07012022Headline:

Côte d’Ivoire : les cas de Grossesse en milieu scolaire augmentent à Bouna

Une élève en classe de Cours élémentaire 2ème année (CE2) fait partie des nombreux cas de grossesse en milieu scolaire signalés dans la Région du Bounkani par le médecin chef du service de santé scolaire et universitaire-santé adolescents et jeunes (SSSU-SAJ) de Bouna.

En dépit des différents messages de sensibilisation des autorités ivoiriennes à l’endroit des apprenants, enseignants et parents d’élèves, les grossesses en milieu scolaire ont encore de beaux jours devant elles en Côte d’Ivoire. Voilà une autre information qui va, certainement, faire tressaillir la ministre de l’Education Nationale et de l’Alphabétisation, Mariatou Koné.

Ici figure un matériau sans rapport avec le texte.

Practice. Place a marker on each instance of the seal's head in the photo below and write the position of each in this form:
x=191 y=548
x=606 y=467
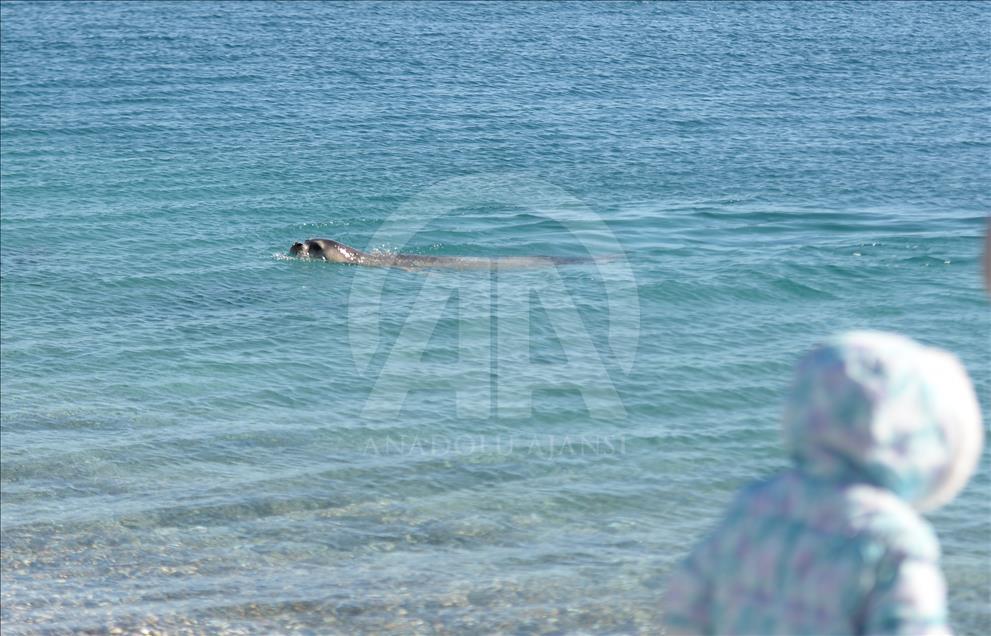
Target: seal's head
x=325 y=249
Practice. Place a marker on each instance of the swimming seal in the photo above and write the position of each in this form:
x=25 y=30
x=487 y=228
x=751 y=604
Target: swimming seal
x=335 y=252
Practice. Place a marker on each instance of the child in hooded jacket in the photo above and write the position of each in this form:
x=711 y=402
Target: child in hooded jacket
x=878 y=427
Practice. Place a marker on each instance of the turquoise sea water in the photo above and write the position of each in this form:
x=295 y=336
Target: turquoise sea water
x=201 y=434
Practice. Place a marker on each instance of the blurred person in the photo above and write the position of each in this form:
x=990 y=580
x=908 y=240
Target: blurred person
x=879 y=428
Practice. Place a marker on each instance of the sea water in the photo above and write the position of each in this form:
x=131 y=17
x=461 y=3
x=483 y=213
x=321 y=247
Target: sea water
x=200 y=434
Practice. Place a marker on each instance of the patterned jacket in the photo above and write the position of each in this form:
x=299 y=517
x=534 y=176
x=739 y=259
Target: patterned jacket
x=878 y=427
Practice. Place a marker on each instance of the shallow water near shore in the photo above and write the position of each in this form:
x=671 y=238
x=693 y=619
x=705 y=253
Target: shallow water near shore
x=201 y=434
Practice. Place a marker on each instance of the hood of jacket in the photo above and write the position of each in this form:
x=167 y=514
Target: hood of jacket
x=876 y=407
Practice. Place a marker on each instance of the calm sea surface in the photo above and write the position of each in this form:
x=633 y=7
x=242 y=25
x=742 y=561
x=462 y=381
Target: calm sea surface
x=199 y=433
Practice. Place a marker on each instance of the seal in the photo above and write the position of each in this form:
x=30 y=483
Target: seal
x=335 y=252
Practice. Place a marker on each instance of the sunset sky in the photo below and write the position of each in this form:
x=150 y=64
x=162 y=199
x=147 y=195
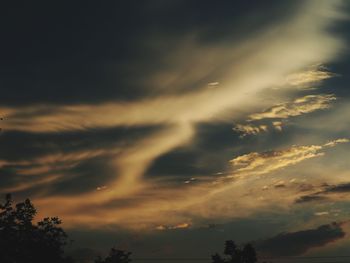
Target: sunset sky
x=169 y=126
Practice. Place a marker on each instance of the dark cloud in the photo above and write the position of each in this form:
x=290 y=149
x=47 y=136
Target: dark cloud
x=309 y=198
x=297 y=243
x=340 y=188
x=321 y=195
x=59 y=53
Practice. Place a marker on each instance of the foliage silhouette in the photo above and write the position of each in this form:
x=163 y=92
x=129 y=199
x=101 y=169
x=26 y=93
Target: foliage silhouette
x=235 y=254
x=115 y=256
x=21 y=241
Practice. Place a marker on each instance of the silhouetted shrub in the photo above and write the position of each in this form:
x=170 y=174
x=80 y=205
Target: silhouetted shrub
x=21 y=241
x=234 y=254
x=115 y=256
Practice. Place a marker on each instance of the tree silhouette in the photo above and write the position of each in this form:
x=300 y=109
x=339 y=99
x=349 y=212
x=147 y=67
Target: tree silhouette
x=21 y=241
x=234 y=254
x=115 y=256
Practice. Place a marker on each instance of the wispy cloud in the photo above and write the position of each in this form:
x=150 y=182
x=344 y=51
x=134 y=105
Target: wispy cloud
x=175 y=115
x=262 y=163
x=281 y=111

En effet, il se passe des choses incroyables dans la Région du Bounkani, située dans le nord-est de la Côte d’Ivoire, au moment où les autorités et les organisations non gouvernementales intensifient la lutte contre les grossesses en milieu scolaire et en font leur cheval de bataille. Tenez ! Depuis le début de l’année scolaire 2021-2022, cette région du pays a enregistré 43 cas de grossesses dans les écoles.

Plus grave, une élève inscrite au Cours élémentaire 2ème année (CE2) va faire partie des futures mères si elle ne l’est déjà pas. Cette gamine qui n’a pas encore fini de jouer à la marelle avec ses camarades pendant la récréation porte une grossesse.

La révélation a été faite par le médecin-chef du Service de santé scolaire et universitaire-santé adolescents et jeunes (SSSU-SAJ) de Bouna, Dr Léopold Kouassi. Et tous ces cas ont été enregistrés au cours des deux premiers trimestres. A en croire Dr Kouassi, « Certaines filles élèves disparaissent des classes dès l’apparition des premiers signes de grossesse ».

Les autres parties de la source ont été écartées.